Research lab: Alstom Ferroviaria SPA
Via di Corticella, 75, 40128 Bologna BO
Digital and Integrated System

Arianna Nocente

Msc Data Science and Business Informatics, PhD Candidate

Born in Italy, she has consistently pursued a multidisciplinary approach with a focus on analytical, goal-oriented outcomes. She earned her B.Sc. degree in Civil Engineering in 2018 and her M.Sc. degree (cum laude) in Computer Science - Data Science and Business Informatics in 2021, from the University of Pisa. During her Master’s program, she began working with Alstom in Bologna, where she contributed to the development of technologies for the railway industry on international projects spanning Italy, Denmark, and India. Currently, she is a third-year Industrial PhD candidate in Smart Industry at the University of Pisa and continues her employment with Alstom in Bologna. Recently, she spent six months at Alstom’s headquarters in Paris as a data scientist, conducting research on anomaly detection for automatic train operations.

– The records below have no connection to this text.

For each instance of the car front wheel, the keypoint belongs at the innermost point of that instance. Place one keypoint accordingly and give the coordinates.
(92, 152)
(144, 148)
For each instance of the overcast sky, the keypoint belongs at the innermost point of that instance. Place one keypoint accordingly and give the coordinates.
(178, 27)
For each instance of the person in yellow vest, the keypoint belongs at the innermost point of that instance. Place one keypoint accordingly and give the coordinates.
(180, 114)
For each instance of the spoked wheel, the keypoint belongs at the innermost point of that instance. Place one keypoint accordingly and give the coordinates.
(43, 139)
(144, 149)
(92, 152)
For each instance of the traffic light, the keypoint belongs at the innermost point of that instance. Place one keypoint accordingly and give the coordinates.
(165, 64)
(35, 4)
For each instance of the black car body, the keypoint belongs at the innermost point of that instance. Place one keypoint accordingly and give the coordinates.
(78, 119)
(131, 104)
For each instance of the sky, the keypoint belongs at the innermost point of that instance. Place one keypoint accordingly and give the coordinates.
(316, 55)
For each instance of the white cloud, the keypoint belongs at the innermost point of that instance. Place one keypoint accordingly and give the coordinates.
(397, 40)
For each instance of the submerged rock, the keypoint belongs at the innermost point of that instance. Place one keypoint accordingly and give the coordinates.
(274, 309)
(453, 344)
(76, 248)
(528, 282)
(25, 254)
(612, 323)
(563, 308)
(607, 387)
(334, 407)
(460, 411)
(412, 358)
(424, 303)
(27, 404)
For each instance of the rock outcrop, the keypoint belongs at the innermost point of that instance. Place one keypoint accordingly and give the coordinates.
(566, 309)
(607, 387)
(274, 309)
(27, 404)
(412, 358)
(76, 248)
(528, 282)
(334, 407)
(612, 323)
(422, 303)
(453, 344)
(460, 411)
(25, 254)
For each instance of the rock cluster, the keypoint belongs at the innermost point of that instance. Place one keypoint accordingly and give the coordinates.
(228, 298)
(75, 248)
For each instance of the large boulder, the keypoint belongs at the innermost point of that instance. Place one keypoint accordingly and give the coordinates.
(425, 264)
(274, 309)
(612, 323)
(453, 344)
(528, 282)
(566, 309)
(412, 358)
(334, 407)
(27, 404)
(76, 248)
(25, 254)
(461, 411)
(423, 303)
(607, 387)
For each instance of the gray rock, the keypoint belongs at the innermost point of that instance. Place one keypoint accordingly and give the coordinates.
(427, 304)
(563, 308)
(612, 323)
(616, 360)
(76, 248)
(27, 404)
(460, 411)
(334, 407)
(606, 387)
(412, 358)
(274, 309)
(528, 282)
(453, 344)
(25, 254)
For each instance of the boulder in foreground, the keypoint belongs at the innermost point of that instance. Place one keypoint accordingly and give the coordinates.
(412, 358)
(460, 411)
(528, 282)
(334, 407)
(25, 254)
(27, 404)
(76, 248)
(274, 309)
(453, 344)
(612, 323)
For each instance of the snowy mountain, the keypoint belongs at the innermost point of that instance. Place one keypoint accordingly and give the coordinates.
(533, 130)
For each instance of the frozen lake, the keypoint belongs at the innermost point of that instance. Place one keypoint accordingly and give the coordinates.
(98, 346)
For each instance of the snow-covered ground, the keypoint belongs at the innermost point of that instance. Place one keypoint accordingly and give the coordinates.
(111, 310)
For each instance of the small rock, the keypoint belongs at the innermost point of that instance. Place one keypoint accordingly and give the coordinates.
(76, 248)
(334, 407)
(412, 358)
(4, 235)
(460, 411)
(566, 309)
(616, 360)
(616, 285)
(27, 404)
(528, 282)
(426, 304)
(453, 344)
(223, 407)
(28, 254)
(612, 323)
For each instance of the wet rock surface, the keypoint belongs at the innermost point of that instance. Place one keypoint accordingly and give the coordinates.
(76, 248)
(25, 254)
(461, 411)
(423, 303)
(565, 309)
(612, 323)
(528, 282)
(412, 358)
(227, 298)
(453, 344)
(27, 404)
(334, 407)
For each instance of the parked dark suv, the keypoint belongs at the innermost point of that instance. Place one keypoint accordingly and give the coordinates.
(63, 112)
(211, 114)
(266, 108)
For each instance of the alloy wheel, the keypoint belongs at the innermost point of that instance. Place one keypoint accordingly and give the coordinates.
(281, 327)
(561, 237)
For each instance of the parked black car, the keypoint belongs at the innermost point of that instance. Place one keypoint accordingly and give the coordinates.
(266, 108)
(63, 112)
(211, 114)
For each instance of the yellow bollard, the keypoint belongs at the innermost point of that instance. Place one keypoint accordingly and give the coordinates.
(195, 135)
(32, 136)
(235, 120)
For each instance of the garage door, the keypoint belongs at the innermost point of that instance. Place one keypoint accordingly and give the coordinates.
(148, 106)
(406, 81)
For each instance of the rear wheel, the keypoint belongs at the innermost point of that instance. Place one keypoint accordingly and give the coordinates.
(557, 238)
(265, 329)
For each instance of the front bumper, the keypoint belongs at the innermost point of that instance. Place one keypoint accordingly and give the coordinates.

Strategic and Competitive Intelligence, Artificial Intelligence, Data Science, Industrial Automation

Research Topic:

Her PhD research is centered on Model-Based methodologies applied to the railway sector. Additionally, she has worked on the development of neural networks for the medical field in collaboration with the University of Siena, automated document processing using Natural Language Processing in partnership with Columbia University and the National Research Council of Pisa, and the customization of chatbots for industrial applications.

Other Activities:

During her Master’s program, she was a member of the Formula SAE Driverless division at the University of Pisa. She also investigated house price prediction using road network topology with support from SoBigData, which resulted in a conference paper on Complex Networks and won the Best Conference Presentation award in Lisbon in 2019. In 2023, she was engaged in the Summer School organized by the European Institute of Innovation & Technology at the Technical University of Munich, focusing on Methods and Tools for Resilient Industrial IoT with use cases from sponsors such as Kaercher, Siemens, and Selmo.